Kurang lebih adalah pendekatan yang digunakan untuk menciptakan rasa cemas/takut dibenak konsumen dengan harapan konsumen tergerak untuk mengatasi rasa takutnya tersebut dengan membeli produk atau jasa yang ditawarkan. Salah satu contoh produk/jasa yang menggunakan pendekatan ini adalah produk asuransi. Asuransi tidak hanya menjual produk asuransinya itu sendiri melainkan rasa aman, nah bagaimana agar rasa aman itu dibeli orang? ya ciptakan rasa takut.

Ya ini lah yang langsung keluar dari mulut saya ketika ngobrol tadi, awalnya teman saya bercerita tentang bagaimana kakaknya mencoba untuk membujuk dia mengenakan jilbab. sang kakak membuat notes difacebook tentang bagaimana hukuman seorang perempuan di neraka bila dia tidak mengenakan jilbab. Digambarkan si perempuan digantung dengan kepala terbalik, rambutnya ditarik sampai kesakitan dan bla bla bla…

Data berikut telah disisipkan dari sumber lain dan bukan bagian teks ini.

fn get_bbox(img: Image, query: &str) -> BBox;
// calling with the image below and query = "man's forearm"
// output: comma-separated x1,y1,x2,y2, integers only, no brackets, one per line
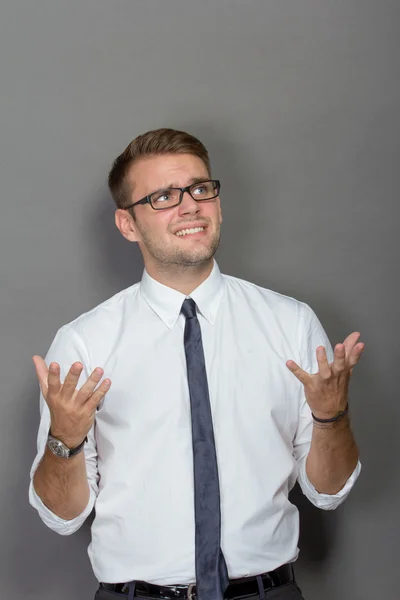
33,448,90,520
306,414,359,494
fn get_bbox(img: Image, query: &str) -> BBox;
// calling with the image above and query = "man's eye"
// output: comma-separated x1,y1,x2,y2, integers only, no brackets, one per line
193,186,207,195
154,192,171,202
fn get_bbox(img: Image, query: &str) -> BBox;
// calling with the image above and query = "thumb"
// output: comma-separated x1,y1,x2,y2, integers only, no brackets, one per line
32,355,49,399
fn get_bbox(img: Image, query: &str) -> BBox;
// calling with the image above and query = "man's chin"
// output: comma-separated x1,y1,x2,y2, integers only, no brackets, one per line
175,253,215,267
143,235,220,268
170,246,218,267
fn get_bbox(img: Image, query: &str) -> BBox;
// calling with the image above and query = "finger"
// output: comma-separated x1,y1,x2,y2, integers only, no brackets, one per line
86,378,112,410
348,342,365,368
331,343,346,375
286,360,310,385
75,368,105,403
316,346,331,379
47,362,62,395
62,363,85,401
32,355,49,399
343,332,361,357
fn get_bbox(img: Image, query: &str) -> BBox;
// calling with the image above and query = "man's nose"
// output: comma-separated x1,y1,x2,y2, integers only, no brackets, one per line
178,190,199,215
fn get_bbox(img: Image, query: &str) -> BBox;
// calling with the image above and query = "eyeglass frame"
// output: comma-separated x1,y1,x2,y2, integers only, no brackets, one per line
123,179,221,211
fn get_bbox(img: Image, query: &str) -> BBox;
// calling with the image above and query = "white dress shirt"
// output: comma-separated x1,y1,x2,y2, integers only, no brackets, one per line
29,260,361,585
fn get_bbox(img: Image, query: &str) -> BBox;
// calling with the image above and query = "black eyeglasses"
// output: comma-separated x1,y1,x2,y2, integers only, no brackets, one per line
123,179,220,211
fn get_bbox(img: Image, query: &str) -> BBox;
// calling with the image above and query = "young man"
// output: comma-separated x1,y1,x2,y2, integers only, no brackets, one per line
30,128,363,600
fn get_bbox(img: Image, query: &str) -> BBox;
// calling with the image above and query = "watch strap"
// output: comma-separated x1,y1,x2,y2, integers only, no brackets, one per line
47,433,88,458
68,436,88,456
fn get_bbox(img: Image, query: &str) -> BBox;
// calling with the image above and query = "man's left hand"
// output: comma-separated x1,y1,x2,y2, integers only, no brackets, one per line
286,332,365,419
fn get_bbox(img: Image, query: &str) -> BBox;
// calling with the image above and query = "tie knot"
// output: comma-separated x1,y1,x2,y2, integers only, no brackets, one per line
181,298,197,319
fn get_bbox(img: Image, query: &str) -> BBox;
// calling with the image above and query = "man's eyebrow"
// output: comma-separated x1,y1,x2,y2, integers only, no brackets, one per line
188,176,210,185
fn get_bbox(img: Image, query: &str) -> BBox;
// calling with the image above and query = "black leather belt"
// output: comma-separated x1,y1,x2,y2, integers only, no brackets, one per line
101,563,294,598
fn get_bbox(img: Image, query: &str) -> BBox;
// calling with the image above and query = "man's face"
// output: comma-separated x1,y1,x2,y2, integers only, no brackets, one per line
122,153,222,270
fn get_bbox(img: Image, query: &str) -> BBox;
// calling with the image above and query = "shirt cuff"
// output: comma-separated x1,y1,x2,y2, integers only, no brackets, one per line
298,460,362,510
29,479,96,535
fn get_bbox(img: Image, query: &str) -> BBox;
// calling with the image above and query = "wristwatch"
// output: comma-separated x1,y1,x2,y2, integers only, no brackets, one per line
47,433,88,459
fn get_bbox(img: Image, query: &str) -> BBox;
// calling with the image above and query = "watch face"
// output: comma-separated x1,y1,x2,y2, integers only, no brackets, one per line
48,439,69,458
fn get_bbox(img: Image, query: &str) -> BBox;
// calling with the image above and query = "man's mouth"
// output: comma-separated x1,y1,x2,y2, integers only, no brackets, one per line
175,226,205,237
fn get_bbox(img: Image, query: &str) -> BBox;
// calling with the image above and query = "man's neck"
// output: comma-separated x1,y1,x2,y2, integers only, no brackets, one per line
145,259,214,295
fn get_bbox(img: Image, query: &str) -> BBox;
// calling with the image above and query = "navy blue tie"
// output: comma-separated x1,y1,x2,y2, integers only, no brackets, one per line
181,298,229,600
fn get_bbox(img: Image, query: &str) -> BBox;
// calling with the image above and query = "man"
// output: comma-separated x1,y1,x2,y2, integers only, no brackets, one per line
29,128,363,600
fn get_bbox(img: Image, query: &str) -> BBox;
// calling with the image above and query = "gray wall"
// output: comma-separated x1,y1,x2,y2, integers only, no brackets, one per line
0,1,398,598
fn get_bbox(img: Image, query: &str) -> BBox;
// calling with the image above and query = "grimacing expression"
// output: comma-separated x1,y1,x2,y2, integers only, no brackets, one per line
126,154,223,268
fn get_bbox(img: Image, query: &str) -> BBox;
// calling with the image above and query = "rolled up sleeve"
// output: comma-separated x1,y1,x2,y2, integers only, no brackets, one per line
297,457,361,509
28,478,96,535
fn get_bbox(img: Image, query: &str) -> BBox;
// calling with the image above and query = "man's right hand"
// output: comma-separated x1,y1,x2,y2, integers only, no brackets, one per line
32,356,112,449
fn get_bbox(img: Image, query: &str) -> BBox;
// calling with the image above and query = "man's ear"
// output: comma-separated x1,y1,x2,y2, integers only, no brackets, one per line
114,209,141,242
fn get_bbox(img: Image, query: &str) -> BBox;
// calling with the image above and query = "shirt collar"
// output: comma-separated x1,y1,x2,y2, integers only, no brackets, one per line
140,260,224,329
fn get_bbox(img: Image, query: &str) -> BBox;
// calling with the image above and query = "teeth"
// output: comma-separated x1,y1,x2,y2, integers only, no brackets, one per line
175,227,204,237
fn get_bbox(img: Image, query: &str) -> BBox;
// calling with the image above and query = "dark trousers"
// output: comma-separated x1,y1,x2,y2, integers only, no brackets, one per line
94,580,305,600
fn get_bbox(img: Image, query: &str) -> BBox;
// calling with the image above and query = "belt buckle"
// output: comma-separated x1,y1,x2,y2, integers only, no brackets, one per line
186,583,196,599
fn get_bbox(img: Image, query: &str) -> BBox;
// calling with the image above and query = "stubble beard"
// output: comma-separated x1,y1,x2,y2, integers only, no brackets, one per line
138,224,221,269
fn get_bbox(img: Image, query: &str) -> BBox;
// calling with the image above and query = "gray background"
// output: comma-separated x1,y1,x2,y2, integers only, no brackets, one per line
0,0,398,598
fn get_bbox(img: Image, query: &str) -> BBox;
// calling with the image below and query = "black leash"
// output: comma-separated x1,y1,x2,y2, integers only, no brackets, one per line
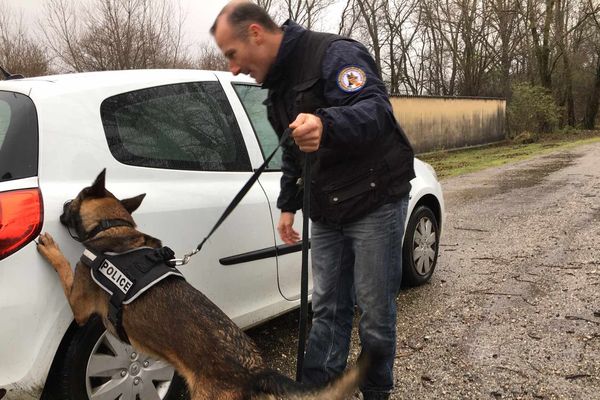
196,129,291,254
296,152,311,382
170,128,291,266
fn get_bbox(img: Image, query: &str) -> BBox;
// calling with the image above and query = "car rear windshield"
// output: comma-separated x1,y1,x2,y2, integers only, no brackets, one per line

Belum lagi kyai yang suka bercerita tentang hukuman2 menyeramkan yang akan diterima bila kita tidak mematuhi syariat agama seperti menutup aurat dan lain sebagainya. Apa yang terjadi ? bukannya semakin tertarik untuk mengikuti anjuran agama tadi yang ada kami menjadi antipati dengan sang kyai. Disini fear approach tadi tidak berhasil tertanam dibenak kami.

Tapi bagaimana dengan orang lain? kenapa orang2 tadi tetap menggunakan pendekatan tersebut? mungkiiiinnn…. hal itu efektif untuk sebagian orang, dengan membayangkan apa yang akan dialami nanti dineraka, mungkin sebagian orang akhirnya mengikuti anjuran sang kyai.

Tapi buat saya dan teman saya jelas pendekatan itu tidak menarik sama sekali, yang kami permasalahkan disini bukan anjuran atau syariatnya tapi lebih kepada cara/pendekatan untuk mematuhi syariat tersebut yang sama sekali tidak menarik.

Dengan segala hormat, kami pun mengerti Tuhan Maha Penyayang kepada semua umat NYA. Dan pendekatan yang lebih logis serta penuh kasih sayang terbukti lebih nyaman untuk didengarkan.
Alangkah indahnya bila agama beserta syariatnya dijelaskan dengan cara yang lebih “baik”. Misalnya menjelaskan latar belakang diturunkannya perintah Shalat atau perintah menutup aurat, bisa juga dikaitkan dengan aspek2 lain yang relevan dengan kehidupan sehari – hari seperti aspek sosial, aspek psikologis dsb. Untuk saya pribadi, pendekatan itu jauh lebih mengena dan menstimulasi otak saya untuk berpikir daripada membangkitkan rasa takut akan hukuman neraka.

Yah itu pendapat pribadi sih, tidak ada hubungannya dengan salah atau benar, itu cuma apa yang saya rasakan ketika mendengar “ancaman – ancaman hukuman neraka” dari para kyai yang sering menyampaikan dengan berapi – api.